I’ve also found a small community of ethnographic researchers discussing how to use Social Networking Sites (SNSs) for research purposes (see for example here, here and here). Facebook is the most common platform. Some ethnographers have viewed Facebook posts as empirical data. Others have used Facebook for snowball sampling in order to find respondents that otherwise would have been very difficult to find. I have however not found any example of an ethnographic research team building their own SNS tailored to the needs of such research. This leaves ethnographers with a number of unsolved dilemmas, such as how to protect participants’ privacy, and other fully legitimate requirements from ethical committees.
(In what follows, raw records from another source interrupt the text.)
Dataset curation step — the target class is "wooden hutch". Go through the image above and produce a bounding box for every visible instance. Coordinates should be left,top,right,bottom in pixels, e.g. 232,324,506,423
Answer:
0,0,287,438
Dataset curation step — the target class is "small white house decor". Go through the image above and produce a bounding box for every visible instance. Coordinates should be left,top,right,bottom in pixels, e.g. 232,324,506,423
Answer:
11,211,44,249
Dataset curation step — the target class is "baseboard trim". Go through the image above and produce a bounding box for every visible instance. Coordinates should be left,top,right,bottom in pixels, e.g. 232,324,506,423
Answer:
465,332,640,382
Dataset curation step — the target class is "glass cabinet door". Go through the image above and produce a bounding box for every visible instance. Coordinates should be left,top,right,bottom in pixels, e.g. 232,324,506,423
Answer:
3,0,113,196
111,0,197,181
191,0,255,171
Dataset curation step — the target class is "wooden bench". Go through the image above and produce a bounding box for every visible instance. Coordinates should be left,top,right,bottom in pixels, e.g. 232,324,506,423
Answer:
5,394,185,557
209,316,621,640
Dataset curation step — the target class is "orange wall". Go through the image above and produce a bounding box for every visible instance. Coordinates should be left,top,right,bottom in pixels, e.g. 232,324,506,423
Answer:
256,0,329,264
Towards a MethodTech community?
In our increasingly digital world there are endless opportunities to collect data in novel ways. But established solutions used by practitioners for communication purposes, such as Facebook and others, are currently almost never optimized for research purposes. While we have EdTech, FinTech, AdTech, GreenTech and WhateverTech, we do not yet seem to have MethodTech. We scholars will have to create it ourselves. Who wants to join me here? The first step is to be able to explain myself. So if you get what I’m writing about here, let me know. And if you don’t get it, let me know too! I write this blog post in hope of getting some help in explaining myself and growing this non-existent MethodTech community from one (?) single researcher. Anyone else out there?